As of September, CMS is taking steps toward Medicaid RAC implementation, as required by the Patient Protection and Affordable Care Act. This comes as no surprise, says Elizabeth Lamkin, MHA, president of Dalzell Consulting Group, Inc., in Hilton Head, SC. “There is a huge incentive to expand the RAC program to Medicaid.”
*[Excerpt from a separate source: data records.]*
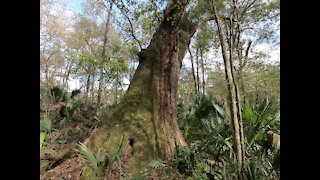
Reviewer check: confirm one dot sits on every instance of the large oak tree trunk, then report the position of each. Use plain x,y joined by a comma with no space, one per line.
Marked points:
146,116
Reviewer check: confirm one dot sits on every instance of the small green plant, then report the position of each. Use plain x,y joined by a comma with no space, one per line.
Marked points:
45,124
42,136
93,159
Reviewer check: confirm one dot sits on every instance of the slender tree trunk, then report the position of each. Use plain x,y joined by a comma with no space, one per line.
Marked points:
105,41
87,89
202,69
193,73
231,88
198,77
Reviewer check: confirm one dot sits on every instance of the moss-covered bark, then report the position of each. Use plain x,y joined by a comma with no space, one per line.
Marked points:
147,112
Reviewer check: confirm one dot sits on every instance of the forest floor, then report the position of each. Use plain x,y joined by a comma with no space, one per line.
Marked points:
59,158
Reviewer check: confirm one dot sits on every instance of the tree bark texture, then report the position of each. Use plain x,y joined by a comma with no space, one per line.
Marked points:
147,116
231,88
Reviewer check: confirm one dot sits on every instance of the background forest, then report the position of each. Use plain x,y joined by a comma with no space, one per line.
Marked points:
89,53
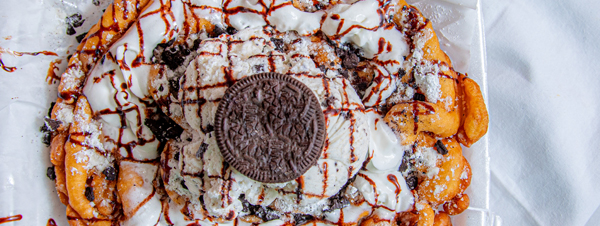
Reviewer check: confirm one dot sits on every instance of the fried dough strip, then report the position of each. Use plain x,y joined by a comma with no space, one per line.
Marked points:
440,118
115,21
77,175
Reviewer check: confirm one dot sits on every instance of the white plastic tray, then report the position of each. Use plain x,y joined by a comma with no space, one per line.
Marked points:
35,25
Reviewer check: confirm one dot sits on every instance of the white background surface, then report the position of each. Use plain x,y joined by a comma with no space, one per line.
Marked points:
544,102
544,96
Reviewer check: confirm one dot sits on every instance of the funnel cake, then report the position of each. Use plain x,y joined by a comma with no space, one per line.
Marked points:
136,145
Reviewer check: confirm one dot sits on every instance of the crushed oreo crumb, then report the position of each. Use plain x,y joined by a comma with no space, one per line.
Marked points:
209,128
75,20
80,37
163,127
46,139
405,161
201,150
231,30
349,55
323,68
259,68
401,72
70,30
218,31
174,56
441,148
72,22
110,173
50,173
419,97
176,156
50,109
279,45
300,219
50,125
183,185
89,194
174,87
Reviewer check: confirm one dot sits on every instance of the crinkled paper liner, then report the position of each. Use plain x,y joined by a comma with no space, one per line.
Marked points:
25,96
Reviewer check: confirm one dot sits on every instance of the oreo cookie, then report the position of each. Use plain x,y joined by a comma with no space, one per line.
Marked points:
270,127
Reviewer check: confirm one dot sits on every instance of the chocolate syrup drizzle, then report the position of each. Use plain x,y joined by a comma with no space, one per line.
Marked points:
140,60
15,53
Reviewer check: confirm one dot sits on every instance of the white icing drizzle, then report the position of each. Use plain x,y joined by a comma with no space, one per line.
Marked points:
362,23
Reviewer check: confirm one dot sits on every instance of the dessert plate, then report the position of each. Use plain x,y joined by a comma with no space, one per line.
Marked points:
17,189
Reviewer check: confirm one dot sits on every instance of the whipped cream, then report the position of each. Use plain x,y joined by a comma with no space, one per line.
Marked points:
122,75
251,50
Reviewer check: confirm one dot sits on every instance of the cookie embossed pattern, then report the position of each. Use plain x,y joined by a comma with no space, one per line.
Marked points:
132,158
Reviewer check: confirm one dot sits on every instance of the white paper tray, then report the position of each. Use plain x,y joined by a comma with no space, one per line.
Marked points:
25,97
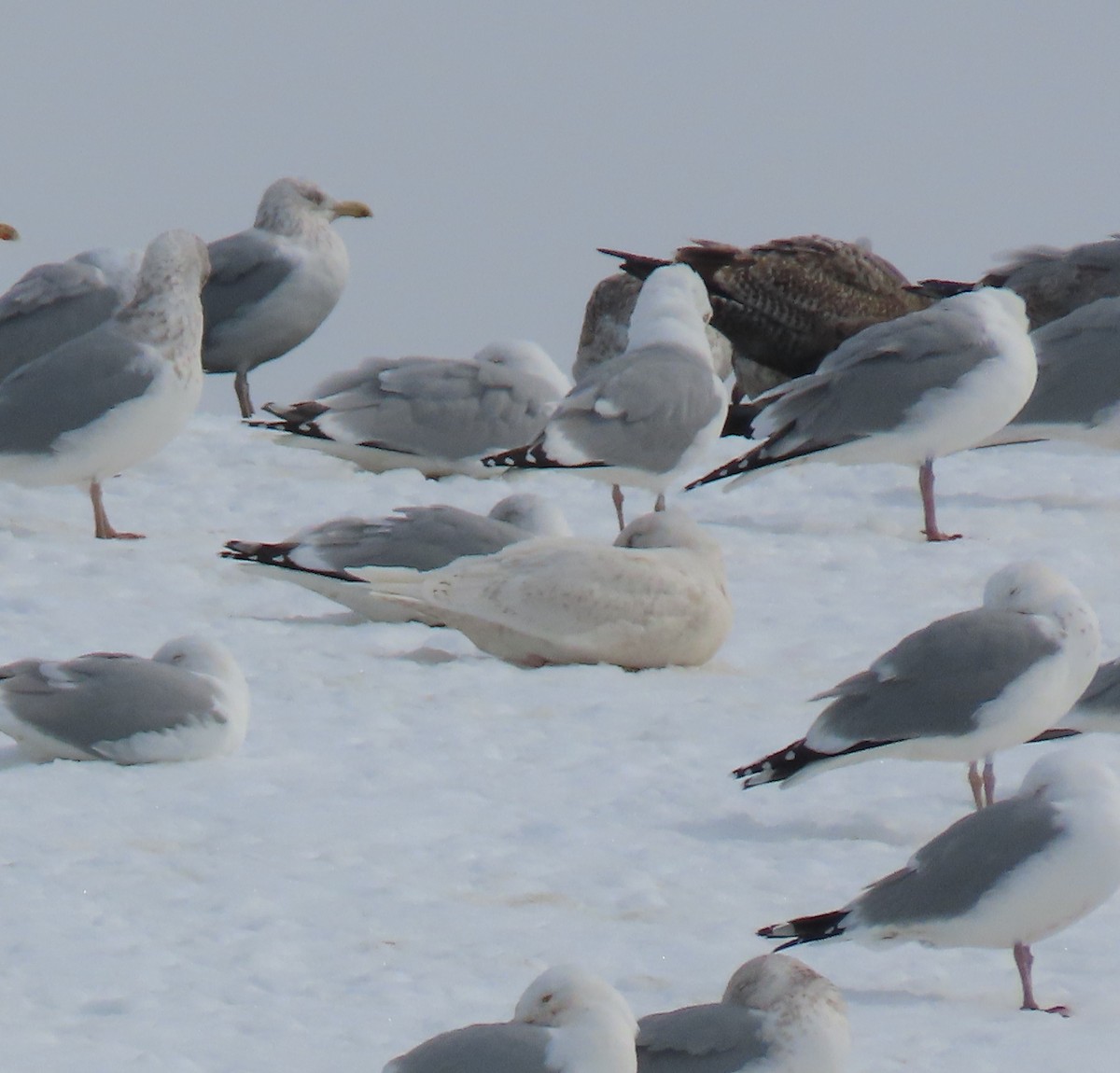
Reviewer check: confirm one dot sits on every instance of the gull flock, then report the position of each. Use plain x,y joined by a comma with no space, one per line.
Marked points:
102,359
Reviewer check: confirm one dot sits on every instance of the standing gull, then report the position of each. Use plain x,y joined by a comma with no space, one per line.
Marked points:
658,597
188,703
961,688
113,397
647,415
51,303
777,1016
566,1022
908,391
438,415
1006,877
417,537
273,286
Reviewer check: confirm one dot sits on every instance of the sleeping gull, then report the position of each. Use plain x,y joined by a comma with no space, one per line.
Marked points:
645,417
188,703
1053,283
961,688
440,415
777,1016
566,1022
51,303
787,303
417,537
113,397
907,391
273,285
658,597
1005,877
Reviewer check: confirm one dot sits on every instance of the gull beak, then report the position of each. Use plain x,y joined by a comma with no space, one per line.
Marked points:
358,210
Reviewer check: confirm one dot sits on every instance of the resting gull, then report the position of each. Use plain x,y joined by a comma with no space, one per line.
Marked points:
53,303
273,286
908,391
961,688
658,597
116,396
417,537
440,415
777,1016
566,1022
645,417
1005,877
188,703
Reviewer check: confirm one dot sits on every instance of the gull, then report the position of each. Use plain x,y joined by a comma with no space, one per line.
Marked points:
51,303
1005,877
438,415
188,703
658,597
566,1022
323,557
645,417
777,1016
117,395
907,391
273,285
961,688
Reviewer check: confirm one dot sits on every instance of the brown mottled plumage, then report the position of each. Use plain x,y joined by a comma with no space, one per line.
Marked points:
789,302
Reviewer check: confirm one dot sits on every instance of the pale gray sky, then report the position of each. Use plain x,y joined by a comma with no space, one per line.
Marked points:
499,143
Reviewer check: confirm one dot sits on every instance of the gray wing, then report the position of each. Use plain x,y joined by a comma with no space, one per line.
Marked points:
950,875
660,397
107,699
71,387
436,408
421,537
1079,367
712,1038
49,306
932,682
480,1049
871,382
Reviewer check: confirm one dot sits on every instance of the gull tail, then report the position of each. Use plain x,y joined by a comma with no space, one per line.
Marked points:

CMS expects states to fully implement their RAC programs by April 1, 2011. Because the individual states administer Medicaid, the expansion of RACs into Medicaid may in fact prove difficult, Lamkin says. “We do not know how the RAC contractors will interpret state rules or work with providers,” she explains. “We may see the problems, much as we did in the Medicare demonstration project, based on a learning curve for providers and RAC auditors.”
Providers should prepare for Medicaid RACs by educating themselves on state Medicaid rules and conducting audits on high-volume Medicaid procedures to determine whether bills meet criteria. In the Medicare RAC demonstration project, coding and medically unnecessary services or settings caused most of the overpayments, which providers need to learn from, says Lamkin. “Make this part of your RAC committee work and treat it like the Medicare RAC preparation.”